Saturday, went out with papa, mama to Chinatown shop shop, heh, end up, i was shopping for clothes in This fashion... Hee~ Actually, i intended to treat mama to a simple dinner for her BD but then papa was there, he sort of like, paid for everything... But, i did paid for the drinks... So it's like, for mama's BD, i treat her drinks nia... HAHA!!! Funny hor...

Hai... These days, i've been slacking quite a bit but then, there are always times when i am really hardworking... Dun really know wad's going on with my life, or rather, with my head. I suppose i gotta start making some plans to prepare myself for O level.

Today, during Maths lesson, kind of made a lot of noise with PH, arguing bout some stuff... In the end, got admonished by Miss Chong. heH! Well, i'm in the wrong, so i got nothing to say but when she said something, i totally got my jaws open up wide! I mean, come on, she really thinks she's working THAT hard for us? Please... I dun feel it. She doesn't even go thru thoroughly and yet she's saying so. Everything she went thru, is half-known in my head, in most of our heads. i just find her so, so.... So... I dunnoe, just, i really dunnoe... i dunnoe, or has Mrs Loo set the standard too high? I thought most teacher should be like her? Or is Mrs Loo just too good to be true... As time passes by, i started to miss her more... Her style of teaching, her style of making us understand... From the bottom of my heart, i miss her... very much... Maybe i shouldn't complain too much... but seriously, 10 years down the road, i might not rmb Miss Chong as my maths teacher... Very bad of me, i know... I just can't stand her way of doing things...

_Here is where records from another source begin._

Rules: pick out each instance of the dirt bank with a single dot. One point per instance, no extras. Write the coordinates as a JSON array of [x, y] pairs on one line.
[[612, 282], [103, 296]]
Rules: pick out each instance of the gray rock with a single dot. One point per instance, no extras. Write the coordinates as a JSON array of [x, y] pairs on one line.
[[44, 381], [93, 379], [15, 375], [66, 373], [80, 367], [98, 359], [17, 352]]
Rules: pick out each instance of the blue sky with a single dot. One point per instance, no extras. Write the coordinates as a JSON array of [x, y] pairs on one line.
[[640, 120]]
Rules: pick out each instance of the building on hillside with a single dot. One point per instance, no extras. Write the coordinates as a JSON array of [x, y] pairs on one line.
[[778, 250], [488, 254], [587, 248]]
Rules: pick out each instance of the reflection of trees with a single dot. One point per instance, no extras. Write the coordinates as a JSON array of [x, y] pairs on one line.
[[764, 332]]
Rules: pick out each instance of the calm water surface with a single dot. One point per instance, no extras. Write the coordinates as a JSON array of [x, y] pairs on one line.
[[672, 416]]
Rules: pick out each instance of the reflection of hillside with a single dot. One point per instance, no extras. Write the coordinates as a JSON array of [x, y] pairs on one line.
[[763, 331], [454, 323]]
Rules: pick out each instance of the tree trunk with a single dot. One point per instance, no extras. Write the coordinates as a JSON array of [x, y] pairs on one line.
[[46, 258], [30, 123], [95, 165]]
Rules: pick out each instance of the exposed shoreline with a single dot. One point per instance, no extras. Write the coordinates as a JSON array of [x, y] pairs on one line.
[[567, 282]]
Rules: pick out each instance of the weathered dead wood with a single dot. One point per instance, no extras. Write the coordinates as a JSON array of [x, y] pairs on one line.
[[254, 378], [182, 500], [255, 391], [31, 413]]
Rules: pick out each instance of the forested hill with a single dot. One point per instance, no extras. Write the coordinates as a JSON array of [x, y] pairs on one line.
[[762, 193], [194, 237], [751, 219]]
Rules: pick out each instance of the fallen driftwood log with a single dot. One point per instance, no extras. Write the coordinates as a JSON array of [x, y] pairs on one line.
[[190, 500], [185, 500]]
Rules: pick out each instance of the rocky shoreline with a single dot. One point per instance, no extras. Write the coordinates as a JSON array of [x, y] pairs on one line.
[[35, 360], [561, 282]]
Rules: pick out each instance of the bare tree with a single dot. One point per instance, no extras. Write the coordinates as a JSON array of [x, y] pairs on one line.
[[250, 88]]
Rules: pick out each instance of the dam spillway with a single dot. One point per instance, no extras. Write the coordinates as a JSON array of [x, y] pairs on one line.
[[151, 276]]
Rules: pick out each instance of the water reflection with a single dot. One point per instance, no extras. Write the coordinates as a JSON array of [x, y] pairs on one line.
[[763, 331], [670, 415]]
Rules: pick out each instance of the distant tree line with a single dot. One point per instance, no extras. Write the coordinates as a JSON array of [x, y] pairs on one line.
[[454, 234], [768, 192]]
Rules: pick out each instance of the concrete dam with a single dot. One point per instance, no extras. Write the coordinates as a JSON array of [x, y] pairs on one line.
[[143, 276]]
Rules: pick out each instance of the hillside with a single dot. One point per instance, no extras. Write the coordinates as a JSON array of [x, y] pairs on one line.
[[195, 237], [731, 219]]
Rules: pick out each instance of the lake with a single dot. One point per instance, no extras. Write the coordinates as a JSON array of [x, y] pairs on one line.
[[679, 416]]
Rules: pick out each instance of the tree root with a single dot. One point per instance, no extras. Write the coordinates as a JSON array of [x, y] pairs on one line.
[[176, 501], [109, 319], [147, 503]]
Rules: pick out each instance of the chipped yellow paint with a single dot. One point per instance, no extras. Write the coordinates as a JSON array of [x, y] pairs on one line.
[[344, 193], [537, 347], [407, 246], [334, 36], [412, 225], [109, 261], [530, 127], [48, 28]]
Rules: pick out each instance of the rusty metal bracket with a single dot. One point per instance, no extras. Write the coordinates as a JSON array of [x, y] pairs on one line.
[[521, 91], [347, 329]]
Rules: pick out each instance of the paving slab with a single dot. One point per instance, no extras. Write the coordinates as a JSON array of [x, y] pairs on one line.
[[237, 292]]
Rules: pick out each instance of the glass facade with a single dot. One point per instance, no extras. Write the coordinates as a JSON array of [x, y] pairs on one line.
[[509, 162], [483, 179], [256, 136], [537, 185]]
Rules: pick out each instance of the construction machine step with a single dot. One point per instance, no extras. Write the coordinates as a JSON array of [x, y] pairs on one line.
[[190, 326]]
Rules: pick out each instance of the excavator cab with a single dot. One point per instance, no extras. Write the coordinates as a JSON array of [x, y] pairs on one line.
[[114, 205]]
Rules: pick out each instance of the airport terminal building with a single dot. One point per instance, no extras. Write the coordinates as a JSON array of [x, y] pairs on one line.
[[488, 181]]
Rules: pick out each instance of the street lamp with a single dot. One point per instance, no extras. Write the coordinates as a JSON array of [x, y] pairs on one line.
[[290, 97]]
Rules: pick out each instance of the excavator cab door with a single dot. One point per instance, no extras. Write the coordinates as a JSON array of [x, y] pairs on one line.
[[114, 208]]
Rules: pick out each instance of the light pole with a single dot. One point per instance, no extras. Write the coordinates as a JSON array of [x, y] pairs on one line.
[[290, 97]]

got back 2 mock papers today, they were ok i supposed... If i can let it remain as it is, i think everything will be ok, that is, if i can...

Hai... So not in the mood to study today... I guess it was a good thing Miss Ang wasn't here the last period, i had some really distracted moments. So after school, decided to go sweat a bit. Thanks to Yuting, i had a partner to pei me play badminton. I felt real good after sweating it out... heH! I guess once in a while, we gotta go work out a little.

Hai... Was a little surprised just now, billy msged me... HEH! Ok, not really something to be surprise bout, it's just the qn he asked. Ha! guess wad he asked? HeH HeH!!! Dun wanna TeLL YOU!!!! *EvIL*

Now, enjoying some time here... HeH, coz tml, i gotta start with school stuff again! No more long breaks like i had today... Gonna make a time-table for myself... Hee~

Considering whether to go back to school at night to study bo, coz at home, too many things to tempt me and since the school is open in the evening now, i could use it... No harm right? ok, will consider...

Will stop here... CiAo!

Laughing my heart out!

Friday, August 12, 2005

O level MT....

Ermm.... Not in a very good state today, mainly coz of the O level results. For mine... HAi... Though i'm not satisfied with it but i should be glad i got that coz most of the pple around me are devastated bout theirs. I should just smile on and calmly accept this very fact that i did well, just not to my expectation. Well, gonna do it again.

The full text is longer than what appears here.